В число четырех разделов, на которые делится «История династии Цзинь», Фан Сюаньлин ввел раздел, названный цзайцза (записки, заметки). Под этим термином китайские историки имеют в виду исторические записи о государственных образованиях, возникавших на территории Китая. Впервые термин был использован Фань Е (398-445), который, рассказывая о Бань Гу (32-92), писал: «Кроме того, Бань Г у написал 28 глав, представлявших собой лечжуань (жизнеописания) и цзайцзи (записи [о владениях]), посвященные заслуженным чиновникам, [вождям] пинлинов и синьшисцев и Гунсунь Шу» [33, гл. 40-а, л. 12-а].

Подобные материалы Сыма Цянь включал в раздел ши-цзя (наследственные владения).
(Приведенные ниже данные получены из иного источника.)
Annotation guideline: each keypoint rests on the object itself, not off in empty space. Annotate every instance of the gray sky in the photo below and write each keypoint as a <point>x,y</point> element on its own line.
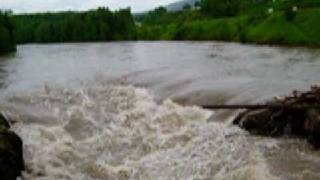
<point>19,6</point>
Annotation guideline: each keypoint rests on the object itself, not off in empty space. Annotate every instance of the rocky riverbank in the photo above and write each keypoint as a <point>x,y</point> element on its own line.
<point>11,153</point>
<point>298,115</point>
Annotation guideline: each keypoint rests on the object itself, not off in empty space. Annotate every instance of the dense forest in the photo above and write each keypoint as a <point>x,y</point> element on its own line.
<point>7,40</point>
<point>94,25</point>
<point>289,22</point>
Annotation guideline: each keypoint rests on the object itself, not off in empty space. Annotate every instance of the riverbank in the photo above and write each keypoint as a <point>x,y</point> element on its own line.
<point>275,29</point>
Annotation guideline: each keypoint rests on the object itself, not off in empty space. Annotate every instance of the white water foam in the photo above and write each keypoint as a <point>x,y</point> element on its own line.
<point>120,132</point>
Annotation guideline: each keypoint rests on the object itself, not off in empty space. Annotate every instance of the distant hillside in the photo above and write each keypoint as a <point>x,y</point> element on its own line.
<point>176,6</point>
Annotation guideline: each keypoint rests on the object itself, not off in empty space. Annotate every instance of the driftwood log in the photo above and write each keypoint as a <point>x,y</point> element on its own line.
<point>297,115</point>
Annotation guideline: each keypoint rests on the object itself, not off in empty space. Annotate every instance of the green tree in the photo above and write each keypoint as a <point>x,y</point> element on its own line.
<point>220,8</point>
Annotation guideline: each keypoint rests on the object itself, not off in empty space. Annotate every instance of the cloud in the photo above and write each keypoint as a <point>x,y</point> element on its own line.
<point>22,6</point>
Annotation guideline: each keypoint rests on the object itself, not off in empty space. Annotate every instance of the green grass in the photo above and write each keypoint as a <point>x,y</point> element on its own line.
<point>276,30</point>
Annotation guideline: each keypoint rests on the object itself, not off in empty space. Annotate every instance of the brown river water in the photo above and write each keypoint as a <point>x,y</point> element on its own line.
<point>130,110</point>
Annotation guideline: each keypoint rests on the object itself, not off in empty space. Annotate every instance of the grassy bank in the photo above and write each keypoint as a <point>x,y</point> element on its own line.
<point>302,29</point>
<point>7,40</point>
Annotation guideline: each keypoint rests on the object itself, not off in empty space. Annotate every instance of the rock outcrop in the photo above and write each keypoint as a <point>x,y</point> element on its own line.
<point>11,154</point>
<point>297,115</point>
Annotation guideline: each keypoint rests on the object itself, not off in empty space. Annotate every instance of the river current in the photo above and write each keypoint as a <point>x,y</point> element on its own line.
<point>131,110</point>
Как говорит Фань Е, «Сыма Цянь, излагая в последовательном порядке деяния императоров и ванов, назвал этот разделбэнь-цзи (основные записи [о деяниях императоров]); переходы власти во владениях, управляемых лицами, носящими титулы гун и хоу, включены в раздел ши-цзя (наследственные владения); деяния особо выдающихся сановников и ученых включены в раздел лечжуань (жизнеописания)» [33, гл. 40-а, л. 5-а]. Если бы Бань Гу следовал этой классификации, деяния Гунсунь Шу, создавшего собственное владение, следовало бы отнести к разделу ши-цзя. Однако Сыма Цянь описывает в основном владения, принадлежавшие родственникам чжоуских ванов, которые были пожалованы им за различные заслуги. Таким образом, власть в этих владениях носила законный характер. Что касается Гунсунь Шу, то он объявил себя императором самовольно. Ставить законных правителей и захватчика власти на одну доску, по-видимому, было неудобно, поэтому Бань Гу и включил материалы о Гунсунь Шу в раздел цзайцзи (записки, заметки). Так что выбор между двумя сходными терминами зависел от того, шла ли речь о законной власти или о власти, полученной неправедным путем. [12]
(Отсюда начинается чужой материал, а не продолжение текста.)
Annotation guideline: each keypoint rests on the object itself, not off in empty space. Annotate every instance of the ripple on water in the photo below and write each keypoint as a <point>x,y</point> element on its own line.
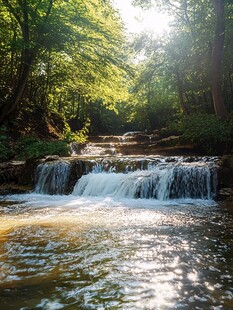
<point>101,254</point>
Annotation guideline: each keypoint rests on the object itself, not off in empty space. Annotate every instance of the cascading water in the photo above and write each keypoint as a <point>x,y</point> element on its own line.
<point>96,249</point>
<point>159,180</point>
<point>52,178</point>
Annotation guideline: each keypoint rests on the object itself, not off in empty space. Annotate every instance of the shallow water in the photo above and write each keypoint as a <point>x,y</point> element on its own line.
<point>66,252</point>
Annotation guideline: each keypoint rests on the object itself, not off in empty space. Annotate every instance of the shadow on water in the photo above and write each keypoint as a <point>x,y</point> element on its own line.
<point>103,254</point>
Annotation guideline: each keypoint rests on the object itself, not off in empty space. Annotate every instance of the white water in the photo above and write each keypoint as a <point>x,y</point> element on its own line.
<point>52,177</point>
<point>158,178</point>
<point>160,183</point>
<point>100,249</point>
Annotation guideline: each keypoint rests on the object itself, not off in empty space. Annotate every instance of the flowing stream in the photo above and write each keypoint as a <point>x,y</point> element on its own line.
<point>133,233</point>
Раздел цзайцзи в Цзинь-шу как раз и включает историю многих государств, созданных на территории Китая различными племенами, чья власть, с точки зрения китайских историков, являлась незаконной. Это обстоятельство подчеркивается и постоянным употреблением в тексте выражений типа «незаконно вступил на престол», «незаконно принял титул» и т. д.
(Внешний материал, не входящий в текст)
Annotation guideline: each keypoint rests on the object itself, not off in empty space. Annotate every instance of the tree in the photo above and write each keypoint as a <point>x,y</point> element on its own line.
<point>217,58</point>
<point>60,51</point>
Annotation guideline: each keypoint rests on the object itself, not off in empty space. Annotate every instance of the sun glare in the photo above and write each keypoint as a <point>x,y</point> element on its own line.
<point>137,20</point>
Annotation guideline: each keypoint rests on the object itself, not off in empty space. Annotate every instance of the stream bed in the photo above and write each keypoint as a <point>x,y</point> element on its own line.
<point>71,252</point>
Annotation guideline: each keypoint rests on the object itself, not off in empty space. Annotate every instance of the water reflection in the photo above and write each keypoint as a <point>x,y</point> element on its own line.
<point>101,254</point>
Историю различных династий Фан Сюаньлин излагает в хронологическом порядке. Нам представляется более целесообразным объединить династии по этническому принципу, вне зависимости от времени их возникновения. Поэтому сначала мы даем перевод материалов, связанных с историей трех династий, созданных сюнну, несмотря на то что первая из них возникла в 304 г., а последняя в 407 г. и между ними временной разрыв в сто лет. Истории династий, созданных племенами цзе, сяньби, ди и цян, предполагается дать в последующих изданиях.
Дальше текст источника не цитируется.